La “Cop del cibo” pone giustamente l’accento sul legame tra produzione alimentare e clima. Ma è impensabile che i maggiori emettitori del settore abbiano la possibilità di dirigere lo spettacolo. Alcune delle aziende coinvolte fanno parte di un gruppo di 15 aziende di carne e latticini che, si stima, hanno un’impronta di metano pari a quella di Russia, Canada, Australia e Germania. Sebbene la transizione del sistema alimentare non faccia parte dei negoziati di quest’anno, lo spazio dato alle Big Ag – praticamente ovunque (soprattutto in confronto allo spazio dato agli agricoltori di piccola scala, ai pescatori e alle popolazioni indigene) – significa che esse domineranno la narrativa sulle possibili soluzioni alle emissioni del sistema alimentare. Non si può permettere che ciò accada. D’altra parte, la partita non è finita. Una volta terminate le conferenze internazionali sul clima, infatti, i decisori politici tornano a casa. Ed è allora che inizierà il vero lavoro sui sistemi alimentari.

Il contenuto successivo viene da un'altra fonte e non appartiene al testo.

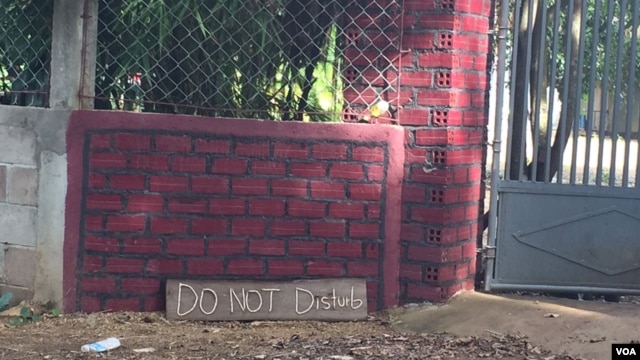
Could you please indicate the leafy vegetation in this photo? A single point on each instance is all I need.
(278, 59)
(568, 46)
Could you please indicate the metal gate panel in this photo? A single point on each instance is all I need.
(565, 200)
(568, 237)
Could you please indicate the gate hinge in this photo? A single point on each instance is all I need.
(488, 252)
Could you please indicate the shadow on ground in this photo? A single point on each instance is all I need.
(584, 329)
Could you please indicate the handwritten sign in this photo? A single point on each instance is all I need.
(326, 299)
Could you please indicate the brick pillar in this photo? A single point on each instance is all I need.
(444, 63)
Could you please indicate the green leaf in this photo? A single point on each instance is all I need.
(5, 299)
(25, 312)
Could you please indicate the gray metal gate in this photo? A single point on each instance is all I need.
(565, 202)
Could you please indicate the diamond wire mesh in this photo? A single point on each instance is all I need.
(25, 51)
(304, 60)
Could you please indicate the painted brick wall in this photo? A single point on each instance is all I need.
(442, 70)
(444, 65)
(229, 199)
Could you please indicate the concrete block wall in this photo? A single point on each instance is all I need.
(180, 197)
(31, 153)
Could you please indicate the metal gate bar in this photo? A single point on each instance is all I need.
(536, 174)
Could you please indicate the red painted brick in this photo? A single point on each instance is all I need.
(101, 244)
(89, 304)
(347, 171)
(204, 267)
(97, 181)
(413, 193)
(123, 265)
(324, 268)
(122, 304)
(226, 247)
(107, 161)
(121, 223)
(229, 166)
(266, 207)
(127, 182)
(365, 191)
(291, 151)
(289, 187)
(368, 154)
(327, 229)
(305, 248)
(142, 246)
(149, 162)
(411, 272)
(413, 117)
(252, 150)
(410, 232)
(208, 226)
(227, 207)
(362, 269)
(213, 146)
(188, 205)
(168, 183)
(285, 267)
(145, 203)
(100, 142)
(266, 247)
(375, 172)
(133, 142)
(344, 249)
(309, 170)
(165, 225)
(154, 304)
(164, 266)
(346, 210)
(435, 97)
(251, 227)
(245, 267)
(373, 211)
(372, 251)
(310, 209)
(359, 231)
(188, 164)
(328, 189)
(167, 143)
(98, 284)
(92, 264)
(185, 246)
(249, 186)
(210, 185)
(140, 285)
(418, 41)
(107, 202)
(268, 168)
(329, 151)
(287, 228)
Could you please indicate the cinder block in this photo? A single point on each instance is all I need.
(22, 186)
(3, 183)
(20, 266)
(17, 145)
(17, 225)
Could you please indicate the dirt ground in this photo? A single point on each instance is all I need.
(471, 326)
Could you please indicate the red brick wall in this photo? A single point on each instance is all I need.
(442, 87)
(446, 45)
(159, 197)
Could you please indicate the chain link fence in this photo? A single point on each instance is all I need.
(25, 51)
(303, 60)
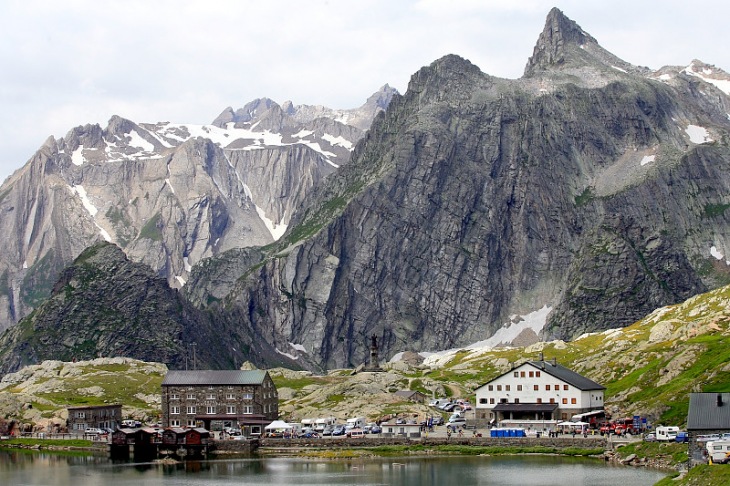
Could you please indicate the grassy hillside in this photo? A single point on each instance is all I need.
(649, 368)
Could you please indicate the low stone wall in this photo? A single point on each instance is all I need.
(327, 442)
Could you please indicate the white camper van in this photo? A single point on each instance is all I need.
(668, 433)
(355, 423)
(718, 451)
(321, 423)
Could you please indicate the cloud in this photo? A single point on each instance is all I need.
(75, 62)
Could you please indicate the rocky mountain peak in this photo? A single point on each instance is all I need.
(555, 42)
(564, 46)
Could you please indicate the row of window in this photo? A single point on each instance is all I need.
(212, 396)
(492, 401)
(212, 409)
(534, 387)
(530, 374)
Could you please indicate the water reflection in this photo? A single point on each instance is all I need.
(34, 468)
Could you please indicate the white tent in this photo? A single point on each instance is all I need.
(278, 425)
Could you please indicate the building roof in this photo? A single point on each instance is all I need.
(525, 407)
(214, 377)
(95, 407)
(560, 372)
(568, 376)
(709, 411)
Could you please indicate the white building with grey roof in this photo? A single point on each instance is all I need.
(537, 394)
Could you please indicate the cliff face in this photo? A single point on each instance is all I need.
(594, 190)
(588, 193)
(105, 305)
(169, 195)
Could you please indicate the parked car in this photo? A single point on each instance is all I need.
(356, 433)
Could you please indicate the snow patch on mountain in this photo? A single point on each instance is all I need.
(716, 77)
(718, 255)
(90, 208)
(77, 157)
(504, 336)
(697, 134)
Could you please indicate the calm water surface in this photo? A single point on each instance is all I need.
(23, 468)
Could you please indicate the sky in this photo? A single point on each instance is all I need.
(74, 62)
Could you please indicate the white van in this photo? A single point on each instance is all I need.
(355, 422)
(668, 433)
(718, 451)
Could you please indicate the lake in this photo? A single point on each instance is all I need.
(40, 468)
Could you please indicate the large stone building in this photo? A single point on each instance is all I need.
(216, 399)
(537, 394)
(94, 416)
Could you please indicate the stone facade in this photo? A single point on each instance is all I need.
(101, 417)
(216, 399)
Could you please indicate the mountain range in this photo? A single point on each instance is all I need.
(577, 198)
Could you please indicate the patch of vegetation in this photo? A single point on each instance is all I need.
(675, 452)
(151, 230)
(585, 197)
(713, 210)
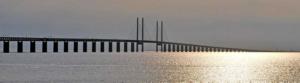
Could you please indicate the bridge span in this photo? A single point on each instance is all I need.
(114, 45)
(135, 45)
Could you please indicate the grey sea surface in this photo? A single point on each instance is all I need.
(238, 67)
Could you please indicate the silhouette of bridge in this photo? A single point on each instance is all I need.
(136, 45)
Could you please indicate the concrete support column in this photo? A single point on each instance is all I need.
(190, 48)
(94, 46)
(84, 49)
(20, 46)
(132, 46)
(102, 47)
(6, 46)
(55, 46)
(44, 46)
(165, 47)
(177, 48)
(173, 47)
(32, 46)
(186, 48)
(110, 46)
(125, 47)
(118, 47)
(182, 48)
(75, 47)
(169, 48)
(66, 46)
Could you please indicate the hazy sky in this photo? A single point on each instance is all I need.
(255, 24)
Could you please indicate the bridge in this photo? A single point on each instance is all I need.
(114, 45)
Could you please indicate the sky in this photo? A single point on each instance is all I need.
(251, 24)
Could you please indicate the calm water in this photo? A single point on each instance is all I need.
(149, 67)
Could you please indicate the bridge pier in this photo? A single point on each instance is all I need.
(20, 46)
(6, 46)
(173, 47)
(165, 47)
(190, 48)
(125, 47)
(32, 46)
(66, 46)
(84, 49)
(94, 46)
(177, 48)
(195, 48)
(44, 46)
(102, 46)
(75, 47)
(118, 47)
(169, 48)
(55, 46)
(132, 47)
(110, 46)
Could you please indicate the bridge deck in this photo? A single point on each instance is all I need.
(107, 40)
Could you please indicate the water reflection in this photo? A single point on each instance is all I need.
(227, 67)
(150, 67)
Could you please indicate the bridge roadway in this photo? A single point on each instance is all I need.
(171, 46)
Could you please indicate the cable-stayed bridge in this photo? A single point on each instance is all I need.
(114, 45)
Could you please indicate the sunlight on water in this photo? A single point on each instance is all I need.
(150, 67)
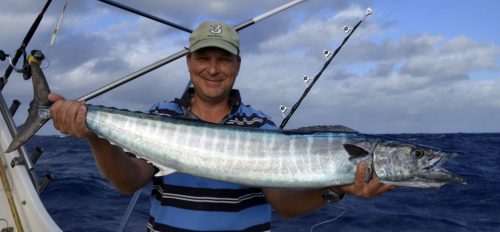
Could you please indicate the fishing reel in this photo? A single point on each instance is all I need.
(3, 55)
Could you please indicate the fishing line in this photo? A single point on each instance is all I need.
(58, 25)
(328, 221)
(306, 91)
(290, 91)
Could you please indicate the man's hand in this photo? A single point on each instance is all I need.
(69, 116)
(362, 188)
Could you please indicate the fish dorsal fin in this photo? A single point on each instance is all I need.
(327, 128)
(355, 152)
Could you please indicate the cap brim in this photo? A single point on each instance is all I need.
(214, 43)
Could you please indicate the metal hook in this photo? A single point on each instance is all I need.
(306, 80)
(283, 109)
(346, 29)
(327, 54)
(369, 11)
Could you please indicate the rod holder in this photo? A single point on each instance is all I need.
(13, 108)
(36, 155)
(48, 178)
(3, 55)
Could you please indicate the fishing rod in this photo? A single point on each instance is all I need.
(327, 54)
(22, 49)
(180, 54)
(146, 15)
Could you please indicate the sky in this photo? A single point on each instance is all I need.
(411, 67)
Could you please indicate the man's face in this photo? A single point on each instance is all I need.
(213, 72)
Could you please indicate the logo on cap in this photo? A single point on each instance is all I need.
(216, 29)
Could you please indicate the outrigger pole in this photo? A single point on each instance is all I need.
(146, 15)
(21, 50)
(327, 54)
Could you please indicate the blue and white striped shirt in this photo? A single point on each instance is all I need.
(182, 202)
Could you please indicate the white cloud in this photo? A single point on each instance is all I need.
(407, 82)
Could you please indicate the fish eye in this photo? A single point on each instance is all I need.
(418, 153)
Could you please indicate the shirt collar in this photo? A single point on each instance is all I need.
(234, 99)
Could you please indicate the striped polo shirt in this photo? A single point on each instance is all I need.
(182, 202)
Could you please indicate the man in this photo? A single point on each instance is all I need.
(182, 202)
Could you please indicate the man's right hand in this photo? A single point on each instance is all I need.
(69, 116)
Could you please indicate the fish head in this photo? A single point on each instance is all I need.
(409, 165)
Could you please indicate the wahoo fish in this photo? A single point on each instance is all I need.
(306, 158)
(313, 157)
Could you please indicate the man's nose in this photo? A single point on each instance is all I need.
(213, 67)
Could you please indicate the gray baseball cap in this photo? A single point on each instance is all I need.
(215, 34)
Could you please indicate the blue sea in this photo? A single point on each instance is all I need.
(79, 199)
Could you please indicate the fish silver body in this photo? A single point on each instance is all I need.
(265, 158)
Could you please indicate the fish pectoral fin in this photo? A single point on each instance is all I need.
(355, 152)
(164, 171)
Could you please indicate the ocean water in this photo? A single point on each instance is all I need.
(79, 199)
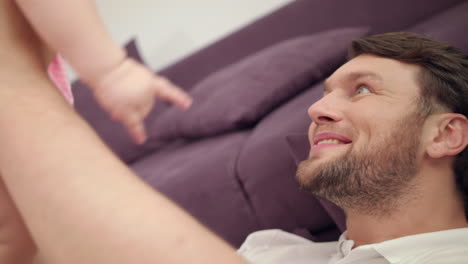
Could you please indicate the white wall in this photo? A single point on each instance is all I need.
(170, 29)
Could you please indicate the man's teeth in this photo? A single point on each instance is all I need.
(330, 141)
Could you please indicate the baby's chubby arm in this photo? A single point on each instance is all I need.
(123, 87)
(73, 28)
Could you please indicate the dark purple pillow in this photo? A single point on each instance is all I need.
(449, 26)
(239, 95)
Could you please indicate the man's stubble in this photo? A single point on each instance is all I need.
(373, 180)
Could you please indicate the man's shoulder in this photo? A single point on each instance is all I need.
(277, 245)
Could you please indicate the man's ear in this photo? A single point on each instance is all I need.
(449, 137)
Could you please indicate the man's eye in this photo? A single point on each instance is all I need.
(363, 90)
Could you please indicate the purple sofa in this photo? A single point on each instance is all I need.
(230, 160)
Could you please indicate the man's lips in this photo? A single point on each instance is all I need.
(329, 139)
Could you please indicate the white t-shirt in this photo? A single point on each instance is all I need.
(279, 247)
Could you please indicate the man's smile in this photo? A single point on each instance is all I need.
(328, 139)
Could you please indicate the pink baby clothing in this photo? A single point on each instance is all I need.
(58, 75)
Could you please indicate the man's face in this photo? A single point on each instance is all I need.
(365, 135)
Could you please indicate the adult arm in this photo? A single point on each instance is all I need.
(81, 203)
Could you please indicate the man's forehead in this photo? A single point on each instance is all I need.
(377, 69)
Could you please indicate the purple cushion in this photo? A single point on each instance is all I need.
(266, 169)
(200, 177)
(449, 26)
(238, 96)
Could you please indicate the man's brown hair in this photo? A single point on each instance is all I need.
(443, 79)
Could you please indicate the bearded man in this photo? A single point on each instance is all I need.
(388, 145)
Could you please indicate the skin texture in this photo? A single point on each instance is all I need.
(74, 167)
(124, 88)
(366, 100)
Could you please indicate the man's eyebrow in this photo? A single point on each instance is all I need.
(353, 76)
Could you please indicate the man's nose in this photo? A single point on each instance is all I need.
(324, 110)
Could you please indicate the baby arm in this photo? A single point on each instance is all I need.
(123, 87)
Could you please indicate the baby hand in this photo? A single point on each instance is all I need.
(128, 94)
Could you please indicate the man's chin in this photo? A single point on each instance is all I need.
(306, 171)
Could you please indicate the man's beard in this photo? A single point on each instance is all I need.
(371, 181)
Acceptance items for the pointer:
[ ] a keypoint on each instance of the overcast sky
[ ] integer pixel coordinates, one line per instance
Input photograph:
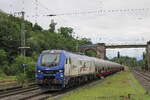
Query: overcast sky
(120, 27)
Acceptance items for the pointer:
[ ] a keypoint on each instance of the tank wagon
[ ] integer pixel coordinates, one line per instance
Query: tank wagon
(59, 69)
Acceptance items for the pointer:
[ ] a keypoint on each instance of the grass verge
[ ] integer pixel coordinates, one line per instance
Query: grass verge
(121, 86)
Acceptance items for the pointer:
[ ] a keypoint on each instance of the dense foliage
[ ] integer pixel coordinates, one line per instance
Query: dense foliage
(36, 37)
(130, 62)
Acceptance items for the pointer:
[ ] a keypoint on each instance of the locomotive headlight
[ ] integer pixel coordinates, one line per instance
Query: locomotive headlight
(60, 70)
(39, 71)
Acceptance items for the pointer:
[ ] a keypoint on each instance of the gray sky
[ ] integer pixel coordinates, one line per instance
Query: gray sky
(111, 27)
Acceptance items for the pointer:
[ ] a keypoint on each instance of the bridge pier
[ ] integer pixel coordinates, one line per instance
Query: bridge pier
(148, 55)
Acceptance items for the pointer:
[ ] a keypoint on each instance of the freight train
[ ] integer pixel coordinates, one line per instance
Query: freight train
(59, 69)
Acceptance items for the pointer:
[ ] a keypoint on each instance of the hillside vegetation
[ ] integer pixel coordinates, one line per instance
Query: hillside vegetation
(36, 37)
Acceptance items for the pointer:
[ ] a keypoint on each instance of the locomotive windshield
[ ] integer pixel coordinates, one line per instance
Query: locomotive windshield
(50, 59)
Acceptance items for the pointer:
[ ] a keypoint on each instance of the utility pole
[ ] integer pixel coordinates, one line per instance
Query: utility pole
(23, 35)
(23, 43)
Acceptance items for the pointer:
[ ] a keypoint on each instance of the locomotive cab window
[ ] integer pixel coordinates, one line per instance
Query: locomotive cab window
(50, 59)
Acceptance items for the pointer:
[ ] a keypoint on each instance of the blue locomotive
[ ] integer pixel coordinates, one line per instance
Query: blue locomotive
(59, 69)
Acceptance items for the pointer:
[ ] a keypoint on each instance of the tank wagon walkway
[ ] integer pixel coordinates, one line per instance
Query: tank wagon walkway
(120, 86)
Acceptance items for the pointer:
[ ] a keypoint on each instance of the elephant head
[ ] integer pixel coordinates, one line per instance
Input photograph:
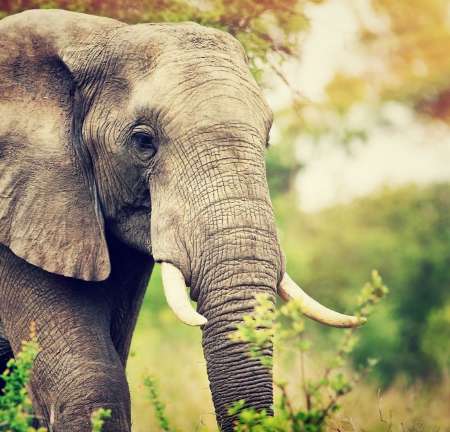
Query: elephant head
(154, 134)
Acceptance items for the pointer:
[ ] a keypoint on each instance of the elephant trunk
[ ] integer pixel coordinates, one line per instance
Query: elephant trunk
(241, 262)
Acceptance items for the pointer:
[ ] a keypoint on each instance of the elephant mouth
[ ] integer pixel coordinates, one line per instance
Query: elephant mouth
(177, 297)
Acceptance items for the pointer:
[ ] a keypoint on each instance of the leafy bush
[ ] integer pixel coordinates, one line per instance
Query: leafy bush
(285, 327)
(16, 414)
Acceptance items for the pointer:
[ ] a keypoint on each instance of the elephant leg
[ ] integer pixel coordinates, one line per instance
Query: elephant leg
(5, 354)
(78, 369)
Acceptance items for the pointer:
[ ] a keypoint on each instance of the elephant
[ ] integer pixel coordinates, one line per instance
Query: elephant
(122, 146)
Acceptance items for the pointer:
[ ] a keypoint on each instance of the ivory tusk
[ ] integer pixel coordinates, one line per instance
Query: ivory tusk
(288, 290)
(177, 296)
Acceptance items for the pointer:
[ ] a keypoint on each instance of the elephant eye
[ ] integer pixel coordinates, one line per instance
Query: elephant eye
(145, 144)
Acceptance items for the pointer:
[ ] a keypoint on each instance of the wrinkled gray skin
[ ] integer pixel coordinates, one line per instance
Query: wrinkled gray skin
(86, 208)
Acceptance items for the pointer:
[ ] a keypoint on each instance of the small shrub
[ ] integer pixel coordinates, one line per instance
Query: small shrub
(285, 325)
(98, 419)
(159, 407)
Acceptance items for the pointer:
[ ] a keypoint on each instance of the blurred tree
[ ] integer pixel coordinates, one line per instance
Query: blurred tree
(405, 234)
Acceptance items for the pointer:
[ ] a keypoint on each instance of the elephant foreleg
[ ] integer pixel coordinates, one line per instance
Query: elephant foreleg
(78, 369)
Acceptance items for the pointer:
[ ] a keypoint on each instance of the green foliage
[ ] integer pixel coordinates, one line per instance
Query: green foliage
(436, 336)
(405, 234)
(16, 414)
(158, 405)
(285, 326)
(98, 419)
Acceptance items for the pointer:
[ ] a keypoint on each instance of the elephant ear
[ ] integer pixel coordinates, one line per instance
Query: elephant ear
(49, 212)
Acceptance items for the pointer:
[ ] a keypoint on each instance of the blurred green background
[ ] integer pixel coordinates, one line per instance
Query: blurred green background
(359, 171)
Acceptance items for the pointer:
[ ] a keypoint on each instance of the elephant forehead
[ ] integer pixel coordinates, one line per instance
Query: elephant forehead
(188, 35)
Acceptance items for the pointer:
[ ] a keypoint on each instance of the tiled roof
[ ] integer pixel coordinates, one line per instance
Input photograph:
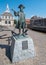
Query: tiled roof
(7, 14)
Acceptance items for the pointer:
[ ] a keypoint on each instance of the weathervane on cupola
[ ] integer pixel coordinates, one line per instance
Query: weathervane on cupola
(7, 9)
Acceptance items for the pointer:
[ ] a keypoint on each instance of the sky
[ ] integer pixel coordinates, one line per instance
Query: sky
(32, 7)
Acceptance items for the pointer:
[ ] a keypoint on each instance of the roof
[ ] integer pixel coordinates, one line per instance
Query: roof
(7, 14)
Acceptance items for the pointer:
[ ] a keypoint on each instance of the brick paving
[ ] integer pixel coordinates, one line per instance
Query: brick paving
(39, 39)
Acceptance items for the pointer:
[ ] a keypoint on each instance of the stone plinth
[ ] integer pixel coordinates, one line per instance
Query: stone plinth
(22, 48)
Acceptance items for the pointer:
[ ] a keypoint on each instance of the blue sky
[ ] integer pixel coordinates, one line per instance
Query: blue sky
(32, 7)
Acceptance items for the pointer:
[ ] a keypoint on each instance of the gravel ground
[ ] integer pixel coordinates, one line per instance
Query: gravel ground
(39, 39)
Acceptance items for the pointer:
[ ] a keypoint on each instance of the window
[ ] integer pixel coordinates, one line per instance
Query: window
(5, 22)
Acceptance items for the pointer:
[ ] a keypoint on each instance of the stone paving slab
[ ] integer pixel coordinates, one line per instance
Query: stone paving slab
(39, 39)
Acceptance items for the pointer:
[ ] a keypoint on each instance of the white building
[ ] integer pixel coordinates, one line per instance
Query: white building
(7, 19)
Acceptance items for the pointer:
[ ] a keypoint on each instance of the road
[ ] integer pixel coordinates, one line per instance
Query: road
(39, 39)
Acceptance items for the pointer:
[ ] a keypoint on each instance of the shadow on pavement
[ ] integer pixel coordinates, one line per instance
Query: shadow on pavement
(7, 48)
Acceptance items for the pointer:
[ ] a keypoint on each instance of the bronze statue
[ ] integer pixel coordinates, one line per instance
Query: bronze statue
(21, 20)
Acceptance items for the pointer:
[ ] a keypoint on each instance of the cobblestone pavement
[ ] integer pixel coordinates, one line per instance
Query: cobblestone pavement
(39, 39)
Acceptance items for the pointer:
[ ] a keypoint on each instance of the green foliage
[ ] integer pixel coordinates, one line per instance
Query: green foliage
(15, 21)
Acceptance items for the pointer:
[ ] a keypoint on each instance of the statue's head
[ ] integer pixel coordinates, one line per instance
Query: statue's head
(21, 7)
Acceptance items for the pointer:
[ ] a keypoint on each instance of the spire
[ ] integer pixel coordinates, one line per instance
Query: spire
(7, 9)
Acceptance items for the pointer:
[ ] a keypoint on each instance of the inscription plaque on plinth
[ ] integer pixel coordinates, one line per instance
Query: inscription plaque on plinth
(22, 49)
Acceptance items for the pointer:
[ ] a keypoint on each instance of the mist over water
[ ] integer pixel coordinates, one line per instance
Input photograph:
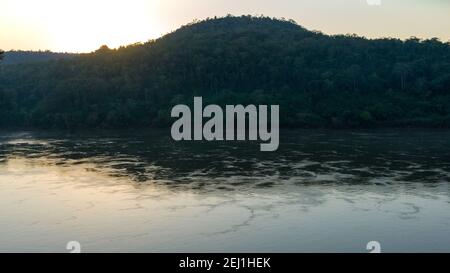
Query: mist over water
(325, 191)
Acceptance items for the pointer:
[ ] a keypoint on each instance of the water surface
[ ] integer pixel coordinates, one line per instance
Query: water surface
(322, 191)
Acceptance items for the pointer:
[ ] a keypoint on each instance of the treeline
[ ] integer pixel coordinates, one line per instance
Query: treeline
(318, 80)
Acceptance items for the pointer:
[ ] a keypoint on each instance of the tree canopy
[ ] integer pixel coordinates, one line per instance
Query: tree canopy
(318, 80)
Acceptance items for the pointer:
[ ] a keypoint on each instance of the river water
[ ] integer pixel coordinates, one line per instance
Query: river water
(322, 191)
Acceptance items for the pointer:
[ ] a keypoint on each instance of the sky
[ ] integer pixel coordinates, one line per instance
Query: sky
(85, 25)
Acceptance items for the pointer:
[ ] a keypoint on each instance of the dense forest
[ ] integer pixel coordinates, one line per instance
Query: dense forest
(342, 81)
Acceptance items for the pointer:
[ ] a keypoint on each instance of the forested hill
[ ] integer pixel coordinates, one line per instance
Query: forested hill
(318, 80)
(23, 57)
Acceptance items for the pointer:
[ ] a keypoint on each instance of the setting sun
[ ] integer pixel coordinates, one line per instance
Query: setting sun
(83, 25)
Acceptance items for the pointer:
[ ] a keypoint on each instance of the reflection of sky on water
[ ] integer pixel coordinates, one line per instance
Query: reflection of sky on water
(323, 191)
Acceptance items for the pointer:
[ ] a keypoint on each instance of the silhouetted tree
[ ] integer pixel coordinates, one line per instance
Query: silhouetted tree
(318, 80)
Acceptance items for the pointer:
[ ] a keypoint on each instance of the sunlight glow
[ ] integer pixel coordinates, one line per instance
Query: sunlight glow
(84, 25)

Affinché questo impegno diventi realtà, si deve andare oltre la retorica delle Big Ag e pianificare una transizione giusta che tenga conto del sistema alimentare nel suo complesso. I governi devono coinvolgere anche le organizzazioni della società civile, i gruppi di consumatori, i ricercatori e naturalmente gli agricoltori, per tracciare una rotta che impedisca all’agricoltura industriale di aggravare ulteriormente la crisi climatica. I decisori politici devono adottare soluzioni ambiziose e porsi obiettivi specifici per i diversi gas serra, come il metano o il protossido di azoto. Un punto di partenza essenziale è fermare l’espansione di nuovi allevamenti intensivi. Laddove esistono modelli di consumo eccessivo di carne e prodotti lattiero-caseari (prevalentemente nel Nord del mondo), i Paesi devono incoraggiare ampie fasce di popolazione a modificare la propria dieta, includendo più alimenti di origine vegetale e meno proteine animali. Ciò deve andare di pari passo con piani concreti per agevolare una giusta transizione per gli stessi agricoltori, anche loro intrappolati in un rapporto di sfruttamento, attraverso lo spostamento dei sussidi per sostenere una transizione verso pratiche agricole agroecologiche, in modo da allontanarsi dal modello di allevamento intensivo fatto in gigantesche “fabbriche di carne”.

È sconcertante che il destino del cibo possa essere controllato in modo così profondo da interessi aziendali privati. Il modo in cui produciamo gli alimenti riguarda tutti noi e non possiamo lasciare che soluzioni proposte a porte chiuse dettino le regole di cosa possiamo mettere sulle nostre tavole.